3.4 Influence of 3D saliency map and image pairs

In order to further analyze the role of stereoscopic image and 3D saliency map in the model, the ablation experiments are carried out. In Table 8, we give the results of inputting only 3D saliency map, the left and right images, and combing 3D saliency map and the left and right images. It can be seen that the proposed method achieves the best performance, which shows that the features extracted from left and right images and 3D saliency map are complementary.

Table 8 Performance comparison of different features

3.5 Cross-database validation

Furthermore, we conducted cross-database validation to test the stability of the proposed model. The results are shown in Table 9, where LIVE I/LIVE II represents that the experiment is trained on LIVE 3D Phase I and tested on Phase II; similarly, LIVE II/LIVE I denotes that the experiment is trained on LIVE 3D Phase II and tested on Phase I. The best results are highlighted in bold. It can be noticed that the proposed model shows competitive performances, which suggest the proposed model is reliable for measuring the quality of the stereoscopic image, insensitive to image content, and has good universality and stability.
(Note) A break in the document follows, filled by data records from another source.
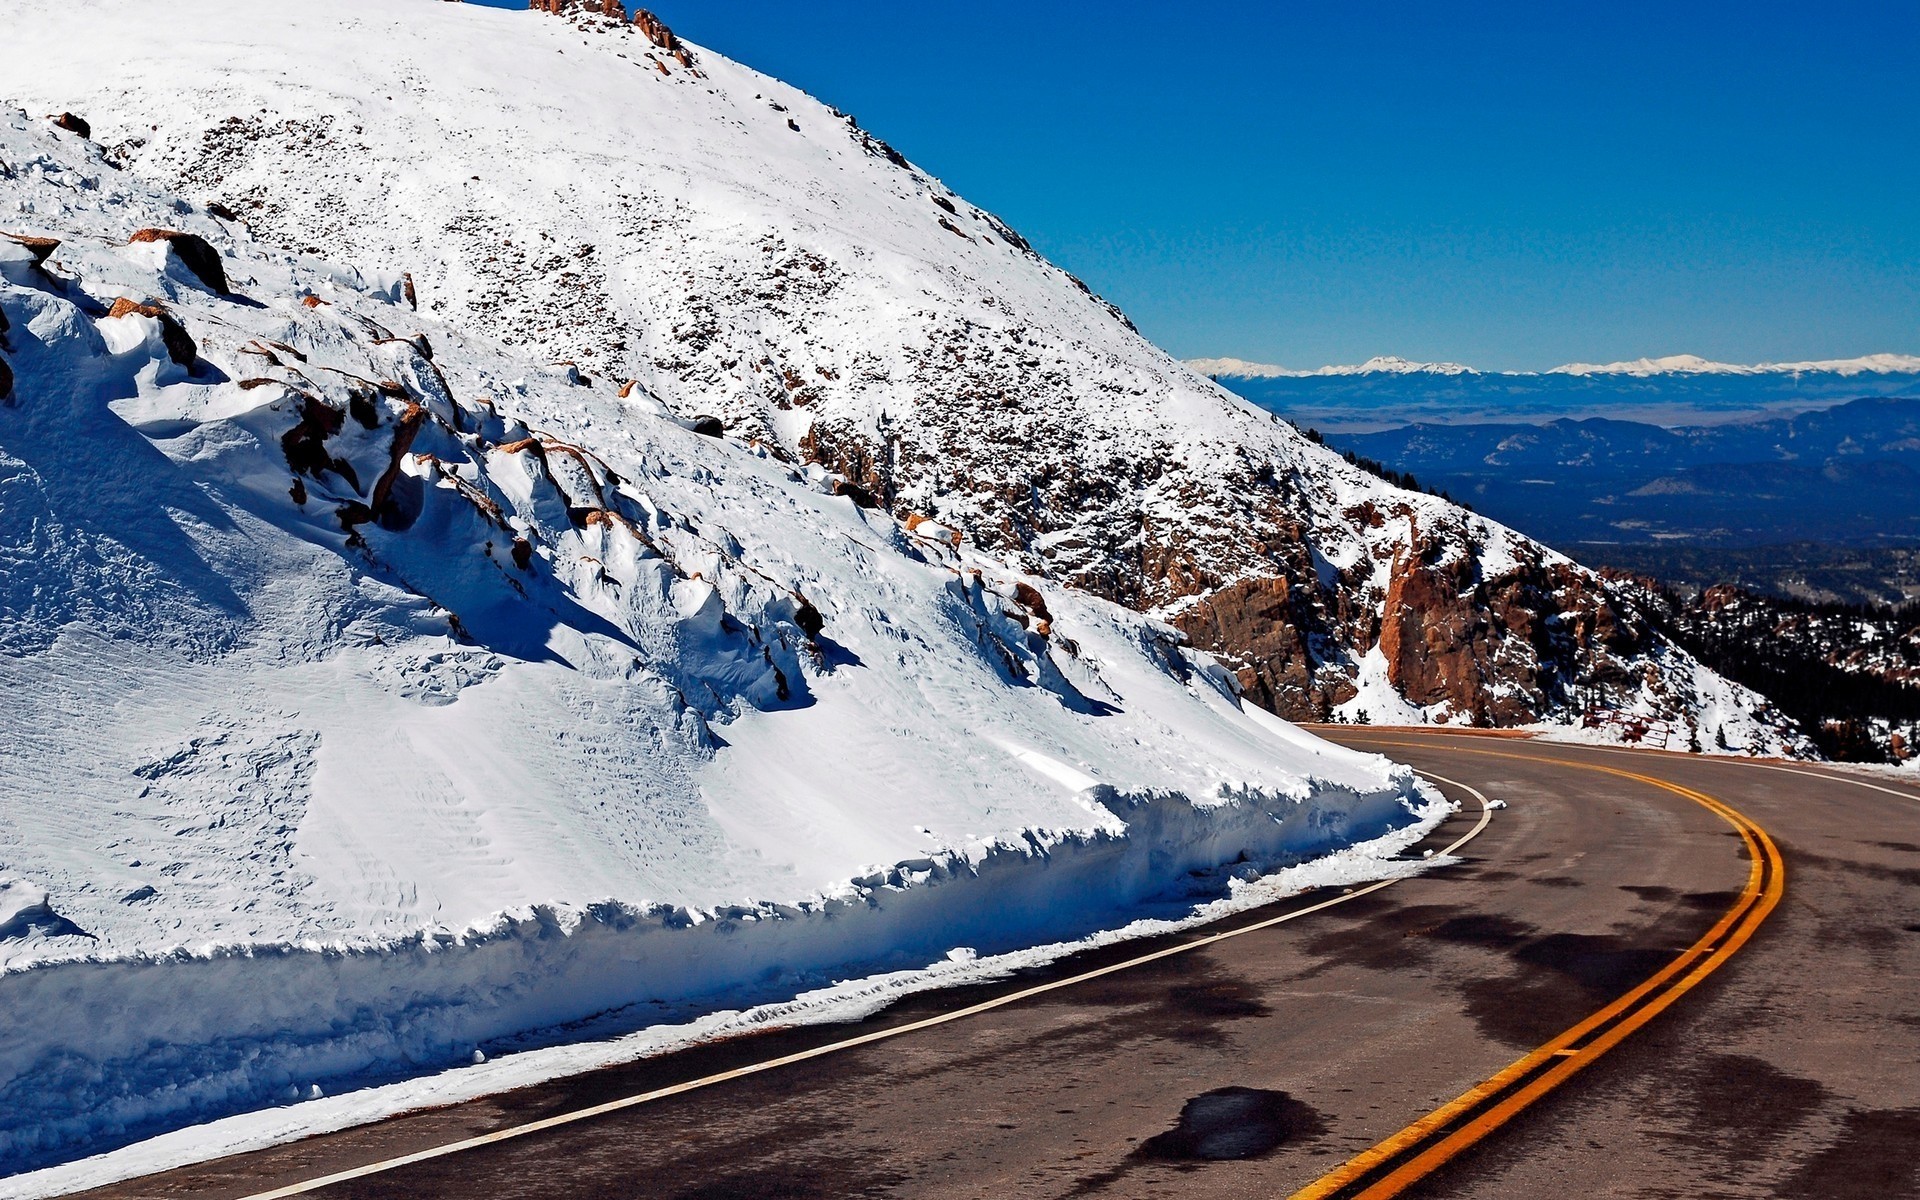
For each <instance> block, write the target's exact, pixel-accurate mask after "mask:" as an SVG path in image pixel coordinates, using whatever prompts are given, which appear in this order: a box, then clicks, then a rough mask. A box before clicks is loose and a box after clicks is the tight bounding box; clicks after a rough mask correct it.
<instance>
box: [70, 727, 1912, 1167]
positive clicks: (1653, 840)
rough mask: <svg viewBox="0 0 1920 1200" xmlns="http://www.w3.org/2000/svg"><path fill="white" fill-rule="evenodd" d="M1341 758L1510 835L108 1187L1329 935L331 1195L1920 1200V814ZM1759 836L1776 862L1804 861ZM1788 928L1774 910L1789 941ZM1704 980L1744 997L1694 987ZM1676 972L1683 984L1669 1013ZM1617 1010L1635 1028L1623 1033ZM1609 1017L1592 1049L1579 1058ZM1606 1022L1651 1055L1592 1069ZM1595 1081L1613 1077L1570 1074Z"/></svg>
mask: <svg viewBox="0 0 1920 1200" xmlns="http://www.w3.org/2000/svg"><path fill="white" fill-rule="evenodd" d="M1319 732H1321V733H1325V735H1329V737H1336V739H1340V741H1346V743H1352V745H1363V747H1367V749H1379V751H1382V753H1388V755H1394V756H1396V758H1400V760H1405V762H1411V764H1413V766H1417V768H1419V770H1423V772H1428V774H1430V776H1436V778H1448V780H1457V781H1459V783H1465V785H1471V787H1473V789H1478V791H1482V793H1486V795H1488V797H1494V799H1498V801H1505V803H1507V808H1503V810H1498V812H1494V820H1492V824H1490V826H1488V828H1486V829H1484V831H1482V833H1480V835H1478V837H1476V839H1475V841H1473V843H1471V845H1467V847H1465V849H1463V858H1465V860H1463V862H1461V864H1457V866H1444V868H1436V870H1432V872H1428V874H1425V876H1421V877H1415V879H1405V881H1402V883H1396V885H1392V887H1384V889H1379V891H1369V893H1367V895H1354V897H1348V899H1342V900H1340V902H1338V904H1332V906H1321V904H1325V900H1329V899H1334V897H1331V895H1311V897H1298V899H1294V900H1288V902H1286V904H1283V906H1277V908H1273V910H1261V912H1256V914H1244V916H1240V918H1235V922H1229V924H1225V925H1219V927H1213V929H1210V931H1194V933H1187V935H1181V937H1175V939H1160V941H1150V943H1129V945H1125V947H1116V948H1110V950H1102V952H1089V954H1079V956H1075V958H1071V960H1066V962H1060V964H1054V966H1050V968H1046V970H1043V972H1029V973H1023V975H1021V977H1018V979H1012V981H1006V983H998V985H991V987H970V989H956V991H947V993H933V995H922V996H916V998H912V1000H908V1002H902V1004H897V1006H895V1008H891V1010H887V1012H885V1014H879V1016H876V1018H872V1020H870V1021H864V1023H860V1025H854V1027H849V1025H837V1027H826V1029H799V1031H783V1033H768V1035H756V1037H745V1039H735V1041H730V1043H722V1044H716V1046H703V1048H697V1050H691V1052H685V1054H676V1056H668V1058H660V1060H649V1062H643V1064H634V1066H626V1068H614V1069H605V1071H595V1073H589V1075H582V1077H574V1079H563V1081H555V1083H551V1085H543V1087H536V1089H528V1091H520V1092H509V1094H503V1096H492V1098H486V1100H480V1102H474V1104H465V1106H459V1108H449V1110H440V1112H426V1114H415V1116H407V1117H397V1119H392V1121H384V1123H380V1125H371V1127H365V1129H355V1131H346V1133H340V1135H330V1137H321V1139H309V1140H305V1142H298V1144H294V1146H284V1148H278V1150H269V1152H261V1154H248V1156H238V1158H232V1160H225V1162H217V1164H207V1165H202V1167H192V1169H184V1171H175V1173H167V1175H157V1177H150V1179H142V1181H134V1183H129V1185H121V1187H115V1188H104V1190H100V1192H94V1194H98V1196H196V1198H209V1200H211V1198H227V1196H234V1198H238V1196H255V1194H265V1192H273V1190H275V1188H290V1190H294V1188H301V1185H305V1183H309V1181H315V1179H321V1177H326V1175H332V1173H338V1171H349V1169H353V1167H361V1165H365V1164H376V1162H388V1160H394V1158H397V1156H407V1154H415V1152H420V1150H430V1148H436V1146H445V1144H449V1142H457V1140H463V1139H472V1137H476V1135H486V1133H492V1131H499V1129H511V1127H520V1125H526V1123H530V1121H540V1119H547V1117H555V1116H564V1114H570V1112H578V1110H582V1108H588V1106H595V1104H605V1102H609V1100H618V1098H624V1096H634V1094H639V1092H647V1091H653V1089H662V1087H670V1085H676V1083H684V1081H689V1079H701V1077H707V1075H712V1073H718V1071H730V1069H737V1068H747V1066H753V1064H760V1062H766V1060H770V1058H780V1056H791V1054H806V1052H810V1050H818V1048H820V1046H826V1044H829V1043H839V1041H845V1039H849V1037H860V1035H868V1033H881V1031H887V1029H899V1027H902V1025H910V1023H916V1021H924V1020H927V1018H933V1016H943V1014H950V1012H956V1010H962V1008H970V1006H977V1004H981V1002H987V1000H996V998H1004V996H1010V995H1012V993H1018V991H1025V989H1033V987H1037V985H1044V983H1050V981H1060V979H1069V977H1075V975H1083V973H1089V972H1096V970H1100V968H1108V966H1114V964H1119V962H1123V960H1133V958H1139V956H1142V954H1148V952H1154V950H1164V948H1171V947H1175V945H1185V943H1194V941H1202V939H1206V937H1208V935H1212V933H1217V931H1219V929H1221V927H1248V925H1254V924H1263V922H1271V918H1273V916H1277V914H1281V912H1298V910H1304V908H1315V910H1313V912H1304V914H1302V916H1298V918H1296V920H1286V922H1281V924H1263V927H1258V929H1248V931H1246V933H1240V935H1236V937H1231V939H1225V941H1210V943H1208V945H1204V947H1196V948H1190V950H1185V952H1177V954H1167V956H1162V958H1158V960H1154V962H1148V964H1142V966H1133V968H1127V970H1117V972H1112V973H1102V975H1096V977H1092V979H1085V981H1081V983H1073V985H1069V987H1058V989H1050V991H1041V993H1037V995H1031V996H1027V998H1018V1000H1014V1002H1004V1004H998V1006H993V1008H987V1010H983V1012H973V1014H970V1016H964V1018H960V1020H950V1021H943V1023H935V1025H927V1027H916V1029H914V1031H908V1033H900V1035H899V1037H887V1039H883V1041H872V1043H868V1044H860V1046H852V1048H845V1050H835V1052H828V1054H818V1056H812V1058H804V1060H801V1062H793V1064H787V1066H780V1068H774V1069H764V1071H755V1073H747V1075H741V1077H733V1079H728V1081H722V1083H714V1085H710V1087H701V1089H697V1091H687V1092H682V1094H672V1096H666V1098H660V1100H653V1102H647V1104H637V1106H632V1108H622V1110H618V1112H609V1114H605V1116H597V1117H591V1119H582V1121H570V1123H564V1125H559V1127H553V1129H547V1131H541V1133H534V1135H526V1137H515V1139H511V1140H499V1142H493V1144H486V1146H478V1148H470V1150H465V1152H459V1154H447V1156H440V1158H432V1160H426V1162H417V1164H411V1165H401V1167H394V1169H384V1171H378V1173H369V1175H365V1177H359V1179H351V1181H344V1183H334V1185H328V1187H323V1188H317V1190H309V1192H307V1194H317V1196H328V1198H336V1200H344V1198H349V1196H355V1198H357V1196H476V1194H488V1196H541V1198H574V1196H578V1198H588V1196H593V1198H599V1196H607V1198H612V1196H618V1198H636V1196H647V1198H660V1200H695V1198H718V1196H781V1198H804V1196H925V1194H941V1196H985V1198H993V1200H1006V1198H1008V1196H1127V1198H1135V1196H1217V1198H1236V1196H1261V1198H1271V1196H1290V1194H1294V1192H1300V1190H1308V1194H1338V1196H1348V1194H1369V1196H1379V1194H1407V1196H1513V1198H1523V1196H1544V1194H1553V1192H1565V1190H1569V1188H1578V1190H1580V1192H1582V1194H1584V1196H1674V1198H1682V1196H1684V1198H1692V1196H1830V1198H1849V1196H1874V1198H1876V1200H1884V1198H1891V1196H1920V787H1914V785H1899V783H1884V781H1880V783H1876V781H1872V780H1870V781H1864V783H1862V781H1857V780H1855V778H1849V776H1841V774H1839V772H1824V770H1816V768H1797V766H1795V768H1770V766H1764V764H1751V762H1736V760H1713V758H1697V756H1686V755H1651V753H1624V751H1601V749H1584V747H1565V745H1551V743H1540V741H1524V739H1492V737H1469V735H1457V733H1434V732H1402V730H1363V728H1327V730H1319ZM1634 776H1640V778H1634ZM1870 783H1874V785H1870ZM1676 789H1678V791H1676ZM1448 791H1450V795H1455V799H1459V801H1461V803H1463V812H1461V814H1459V816H1457V818H1453V820H1452V822H1448V824H1446V826H1444V828H1442V829H1440V831H1438V833H1436V835H1434V839H1430V845H1434V847H1446V845H1448V843H1452V841H1455V839H1457V837H1461V835H1463V833H1465V831H1469V829H1471V826H1473V824H1475V822H1476V820H1478V816H1480V806H1478V801H1476V799H1475V797H1473V795H1471V791H1467V789H1463V787H1459V785H1448ZM1686 791H1692V793H1699V797H1690V795H1684V793H1686ZM1709 801H1718V803H1724V804H1726V806H1730V808H1732V810H1736V814H1734V816H1724V814H1720V812H1716V810H1715V808H1713V806H1711V804H1709ZM1738 814H1745V818H1751V822H1753V824H1755V826H1759V829H1764V833H1770V835H1772V843H1774V845H1778V852H1780V858H1784V868H1782V864H1780V862H1778V860H1774V858H1772V854H1770V852H1764V837H1759V835H1757V833H1755V831H1751V829H1749V831H1745V833H1743V831H1741V828H1738V824H1740V822H1738V820H1736V818H1738ZM1782 879H1784V891H1782V887H1780V883H1782ZM1768 897H1772V899H1778V908H1772V912H1770V914H1764V912H1763V908H1764V904H1766V902H1768ZM1761 918H1764V920H1761ZM1741 922H1743V924H1741ZM1747 933H1751V939H1747V941H1743V939H1745V937H1747ZM1709 960H1711V962H1709ZM1699 964H1709V966H1711V964H1718V966H1716V968H1715V970H1713V973H1709V975H1705V977H1697V975H1701V970H1703V968H1701V966H1699ZM1649 979H1665V981H1667V983H1661V985H1657V987H1655V989H1653V991H1645V993H1644V991H1636V989H1642V985H1644V983H1645V981H1649ZM1680 981H1686V983H1688V987H1680ZM1695 983H1697V985H1695ZM1667 991H1670V993H1672V995H1665V993H1667ZM1668 1000H1670V1008H1665V1010H1663V1012H1661V1010H1659V1008H1661V1006H1663V1004H1667V1002H1668ZM1609 1006H1611V1008H1609ZM1615 1010H1617V1014H1615V1016H1613V1018H1609V1020H1611V1021H1613V1023H1605V1021H1601V1023H1592V1021H1590V1018H1596V1014H1605V1012H1615ZM1620 1014H1624V1016H1620ZM1582 1021H1590V1031H1588V1033H1586V1035H1584V1037H1580V1039H1574V1041H1571V1043H1569V1041H1555V1039H1559V1035H1563V1033H1565V1031H1569V1029H1576V1027H1580V1025H1582ZM1611 1029H1620V1031H1624V1037H1622V1039H1620V1041H1619V1044H1617V1046H1613V1048H1611V1050H1605V1052H1603V1054H1592V1050H1594V1048H1603V1046H1601V1041H1605V1037H1603V1035H1607V1031H1611ZM1576 1031H1578V1029H1576ZM1542 1046H1546V1050H1544V1054H1546V1058H1528V1056H1530V1054H1532V1052H1536V1050H1540V1048H1542ZM1555 1046H1561V1048H1571V1052H1569V1054H1565V1056H1553V1048H1555ZM1582 1054H1584V1056H1586V1058H1580V1056H1582ZM1572 1058H1580V1069H1571V1068H1567V1069H1561V1068H1559V1064H1561V1062H1569V1060H1572ZM1517 1062H1521V1064H1523V1068H1524V1064H1526V1062H1534V1064H1536V1066H1534V1068H1526V1069H1530V1071H1532V1075H1528V1077H1530V1079H1548V1077H1549V1075H1551V1077H1553V1079H1557V1077H1559V1075H1567V1077H1565V1081H1563V1083H1559V1087H1555V1089H1553V1091H1548V1092H1546V1094H1544V1096H1542V1098H1538V1102H1534V1104H1532V1106H1530V1108H1524V1110H1523V1112H1519V1114H1517V1116H1511V1119H1492V1117H1490V1116H1488V1114H1494V1112H1496V1108H1498V1106H1496V1100H1500V1098H1498V1096H1494V1098H1490V1100H1484V1102H1482V1104H1480V1106H1478V1108H1475V1110H1473V1112H1467V1114H1463V1116H1461V1117H1457V1119H1453V1121H1452V1123H1450V1125H1448V1127H1446V1129H1440V1131H1438V1133H1432V1135H1430V1137H1425V1139H1423V1137H1419V1135H1405V1133H1404V1131H1405V1129H1407V1127H1409V1125H1415V1123H1417V1121H1421V1119H1423V1117H1428V1114H1434V1112H1436V1110H1444V1108H1446V1106H1448V1104H1452V1102H1455V1098H1459V1096H1461V1094H1463V1092H1469V1089H1475V1087H1476V1085H1480V1083H1482V1081H1488V1079H1496V1077H1503V1075H1501V1071H1507V1069H1509V1068H1513V1066H1515V1064H1517ZM1521 1083H1524V1081H1519V1083H1515V1085H1513V1089H1519V1085H1521ZM1528 1087H1530V1085H1528ZM1513 1089H1509V1092H1503V1094H1511V1091H1513ZM1505 1108H1507V1110H1511V1108H1513V1104H1505ZM1496 1116H1498V1117H1507V1116H1509V1114H1507V1112H1498V1114H1496ZM1432 1123H1434V1125H1438V1123H1440V1119H1434V1121H1432ZM1452 1129H1471V1131H1473V1137H1471V1139H1467V1140H1471V1142H1473V1144H1471V1146H1467V1148H1465V1150H1461V1152H1459V1154H1457V1156H1455V1158H1452V1160H1450V1162H1446V1164H1444V1165H1440V1167H1438V1169H1434V1171H1430V1173H1427V1171H1425V1167H1423V1169H1421V1171H1415V1173H1417V1175H1419V1177H1417V1179H1411V1181H1407V1179H1402V1177H1394V1179H1390V1181H1388V1183H1386V1185H1380V1187H1375V1188H1373V1190H1365V1188H1367V1187H1371V1185H1373V1183H1375V1179H1379V1177H1384V1175H1382V1173H1377V1175H1375V1177H1369V1179H1361V1181H1359V1183H1356V1185H1352V1187H1348V1188H1344V1190H1340V1188H1336V1187H1334V1185H1336V1183H1338V1181H1340V1179H1342V1177H1340V1175H1336V1171H1338V1169H1340V1167H1342V1164H1348V1162H1352V1160H1354V1158H1356V1156H1361V1154H1365V1152H1369V1148H1373V1146H1377V1144H1380V1142H1388V1146H1404V1148H1405V1152H1404V1154H1402V1158H1400V1160H1394V1162H1407V1160H1411V1158H1413V1156H1415V1154H1419V1152H1423V1150H1425V1148H1430V1146H1432V1144H1436V1139H1438V1137H1442V1135H1446V1133H1448V1131H1452ZM1396 1137H1398V1139H1400V1140H1398V1142H1396V1140H1394V1139H1396ZM1388 1165H1392V1164H1388ZM1382 1171H1386V1167H1382ZM1331 1173H1332V1183H1319V1185H1317V1181H1325V1179H1329V1175H1331Z"/></svg>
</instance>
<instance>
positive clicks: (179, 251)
mask: <svg viewBox="0 0 1920 1200" xmlns="http://www.w3.org/2000/svg"><path fill="white" fill-rule="evenodd" d="M127 242H129V244H132V242H165V244H167V246H171V248H173V253H175V257H179V259H180V265H182V267H186V269H188V271H192V273H194V276H196V278H198V280H200V282H204V284H207V286H209V288H213V290H215V292H219V294H221V296H228V294H230V288H228V286H227V267H225V265H221V252H219V250H213V244H211V242H207V240H205V238H202V236H200V234H184V232H180V230H177V228H142V230H136V232H134V234H132V236H131V238H127Z"/></svg>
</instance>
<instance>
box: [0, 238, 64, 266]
mask: <svg viewBox="0 0 1920 1200" xmlns="http://www.w3.org/2000/svg"><path fill="white" fill-rule="evenodd" d="M0 238H6V240H8V242H13V244H15V246H23V248H25V250H27V253H29V255H33V265H35V267H44V265H46V259H48V257H50V255H52V253H54V252H56V250H60V238H31V236H27V234H0Z"/></svg>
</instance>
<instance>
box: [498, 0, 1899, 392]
mask: <svg viewBox="0 0 1920 1200" xmlns="http://www.w3.org/2000/svg"><path fill="white" fill-rule="evenodd" d="M503 6H505V8H518V4H511V2H507V4H503ZM657 12H659V13H660V17H662V19H666V21H668V23H670V25H674V29H676V31H678V33H680V35H682V36H687V38H691V40H695V42H701V44H707V46H712V48H714V50H720V52H722V54H728V56H730V58H735V60H741V61H745V63H749V65H753V67H758V69H762V71H768V73H770V75H778V77H781V79H785V81H789V83H793V84H799V86H803V88H806V90H810V92H814V94H816V96H820V98H822V100H828V102H829V104H835V106H839V108H843V109H847V111H852V113H854V115H858V117H860V123H862V125H866V127H868V129H872V131H876V132H877V134H879V136H885V138H887V140H889V142H893V144H895V146H899V148H900V150H902V152H906V154H908V156H910V157H912V159H914V161H916V163H920V165H924V167H925V169H929V171H933V173H935V175H939V177H941V179H945V180H947V184H948V186H952V188H954V190H958V192H960V194H964V196H968V198H970V200H973V202H975V204H981V205H985V207H989V209H995V211H996V213H1000V215H1002V217H1006V219H1008V221H1010V223H1012V225H1014V227H1016V228H1020V230H1021V232H1023V234H1025V236H1027V238H1031V240H1033V244H1035V246H1039V248H1041V250H1043V252H1044V253H1046V255H1048V257H1052V259H1056V261H1060V263H1062V265H1066V267H1069V269H1071V271H1075V273H1077V275H1081V276H1083V278H1085V280H1087V282H1089V284H1092V286H1094V290H1098V292H1102V294H1106V296H1108V298H1110V300H1114V301H1117V303H1119V305H1121V307H1125V309H1127V313H1129V315H1131V317H1133V319H1135V321H1137V323H1139V324H1140V328H1142V330H1144V332H1146V334H1148V336H1152V338H1154V340H1158V342H1160V344H1162V346H1165V348H1167V349H1171V351H1175V353H1179V355H1183V357H1194V355H1238V357H1248V359H1260V361H1275V363H1284V365H1296V367H1313V365H1321V363H1338V361H1359V359H1363V357H1367V355H1373V353H1400V355H1405V357H1419V359H1457V361H1465V363H1471V365H1476V367H1486V369H1524V367H1551V365H1557V363H1563V361H1569V359H1588V361H1609V359H1622V357H1640V355H1663V353H1701V355H1707V357H1718V359H1730V361H1759V359H1807V357H1851V355H1859V353H1874V351H1899V353H1920V67H1916V63H1920V4H1914V2H1912V0H1897V2H1895V0H1885V2H1880V4H1853V2H1847V0H1837V2H1834V0H1830V2H1824V4H1776V2H1770V0H1759V2H1747V4H1680V2H1672V0H1668V2H1665V4H1651V2H1640V0H1607V2H1605V4H1590V2H1549V4H1540V2H1538V0H1536V2H1532V4H1430V2H1428V4H1363V2H1354V0H1348V2H1319V0H1313V2H1290V4H1283V2H1238V4H1229V2H1221V0H1183V2H1179V4H1164V2H1160V4H1140V2H1135V0H1104V2H1100V4H1092V2H1081V0H1056V2H1044V0H1043V2H1031V0H1029V2H1025V4H1012V2H1004V0H977V2H975V4H970V6H924V4H900V2H899V0H887V2H881V0H808V2H804V4H803V2H795V0H660V4H659V6H657Z"/></svg>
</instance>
Table 9 Performances of cross-database validations

4 Conclusion

In this paper, we have proposed a NR SIQA algorithm based on 3D visual saliency maps and deep convolutional neural network (DCNN). 3D visual saliency map is generated by combing the depth saliency map of a stereoscopic image with its 2D saliency information. Our experiments suggest that proposed 3D visual saliency map is better than only 2D saliency map. At last, the 3D saliency map and left–right views are fed into a designed DCNN to predict the stereoscopic image quality score. Experimental results on the LIVE 3D Phase I and Phase II databases show our proposed method gets better performance than other NR-SIQA methods.